While domestic road trips are a lot safer amid a pandemic, your health and safety should remain a top priority. Here are some things to keep in mind.
Local travel restrictions
International regions aren’t the only places that have implemented bans or stipulations for travelers. States across the US have also implemented regulations to protect its citizens. As some areas are experiencing a spike in new coronavirus cases, governors have mandated that residents crossing state lines quarantine for at least 14 days. If you happen to live in a hard-hit state or travel to one, knowing this information in advance is essential to planning your road trip.
The COVID-19 pandemic isn’t the only thing plaguing the United States; there has also been an increased report of hurricanes, tropical storms, tornados, and wildfires. Road trippers are encouraged to analyze the weather reports along the route they plan to travel to ensure their safety. If a tropical storm is heading towards an area you intended to visit; it is best to alter your plans or postpone your trip to avoid getting hurt.

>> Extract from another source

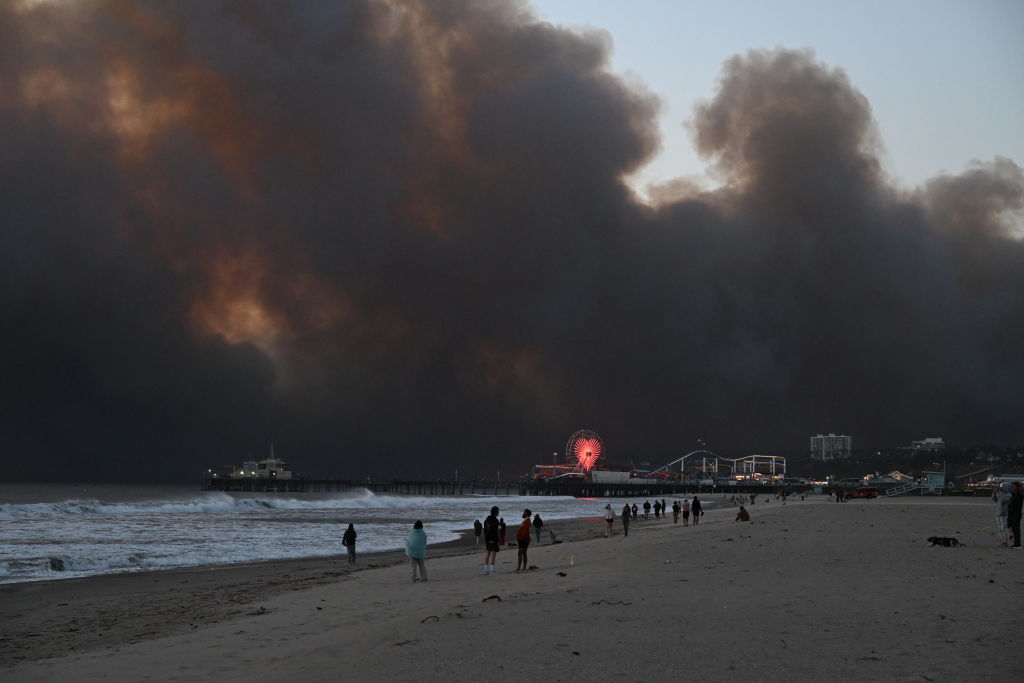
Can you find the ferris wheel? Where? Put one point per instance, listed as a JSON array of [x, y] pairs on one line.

Attraction closures and guidelines
Due to the national health crisis, many popular attractions are either closed or have strict guidelines for tourists to follow. For example, if you planned on loading up your pick-up truck bed drawers with bait, tackle, and other fishing gear for a weekend trip at a state park, you’ll want to check their official site to find out if the lakes are open to the public. If available, find out about hour changes, capacity rules, and health and safety guidelines while at the park to protect yourself.
Passenger health risk
Though many states have started phases to reopen, the nation is not out of the woods yet. Anyone who is considered high-risk amid the pandemic should be mindful of where and how long they travel. Suppose you or someone traveling with you has diabetes, upper respiratory issues, or over 60. In that case, you should avoid hard-hit states to reduce your exposure to the coronavirus.
Rest stop safety
If you’re planning a long road trip this fall, chances are you’re going to stop along the way. While rest stops remain open for essential workers and local travelers, you must take precautions. Try to limit your stops by filling the tank at the gas station and packing plenty of snacks and beverages.

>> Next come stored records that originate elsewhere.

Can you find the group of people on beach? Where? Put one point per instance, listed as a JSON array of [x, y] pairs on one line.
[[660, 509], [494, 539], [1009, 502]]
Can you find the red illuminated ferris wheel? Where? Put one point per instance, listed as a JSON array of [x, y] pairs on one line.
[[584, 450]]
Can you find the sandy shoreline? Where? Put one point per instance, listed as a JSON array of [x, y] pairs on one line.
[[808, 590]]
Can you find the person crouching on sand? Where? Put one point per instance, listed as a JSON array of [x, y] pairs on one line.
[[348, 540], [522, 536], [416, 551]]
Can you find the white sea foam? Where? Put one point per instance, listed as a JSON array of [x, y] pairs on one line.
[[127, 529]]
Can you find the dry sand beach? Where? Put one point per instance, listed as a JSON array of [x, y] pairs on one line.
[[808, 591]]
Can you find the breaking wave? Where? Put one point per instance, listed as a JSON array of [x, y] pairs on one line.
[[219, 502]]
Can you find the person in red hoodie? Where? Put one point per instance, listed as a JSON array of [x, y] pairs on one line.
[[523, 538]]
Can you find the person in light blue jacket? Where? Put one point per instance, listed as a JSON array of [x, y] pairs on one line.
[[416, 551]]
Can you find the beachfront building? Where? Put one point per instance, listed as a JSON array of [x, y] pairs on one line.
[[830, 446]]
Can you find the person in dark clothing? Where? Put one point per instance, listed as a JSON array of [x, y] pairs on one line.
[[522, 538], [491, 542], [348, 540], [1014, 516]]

If you have to visit a rest stop, make sure you have a face mask and gloves for protection. Do your best to remain at least 6 feet away from others and avoid touching surfaces. Wash your hands thoroughly and use gloves to pump your gas and handle food from fast-food restaurants.
They type of vehicle you choose for your fall road trip can directly affect your health and safety. As sitting close for too long increases the risk of exposure and spread of COVID-19, it is recommended that you select a ride with enough space for your passengers. If the weather permits, it is also ideal to keep the windows rolled down for proper air circulation. Lastly, don’t overlook traditional road trip safety tips like having your car serviced before your trip.
PPE, sanitation, and social distancing
Your fall road trip’s final health and safety consideration is personal protection equipment, sanitation, and social distancing. These factors are all essential to keeping everyone safe during the journey. When hopping out at rest stops or attractions along your route, air the car out and use antibacterial wipes to sanitize the vehicle before reentry.
Everyone should wear face masks, carry hand sanitizer, and practice social distancing when visiting destinations. Properly dispose of single-use masks, wipes, and gloves after every use. If using cloth masks, ensure that you wash them once you arrive at the hotel before wearing them again.
As millions of people long for a vacation or reprieve from the pandemic’s stresses, road trips have become a viable solution. Though the fall can be one of the most beautiful times of year to explore the country, it’s not without risk. Amid the pandemic, fall road trippers must consider these health and safety tips to ensure their trip goes off without a hitch.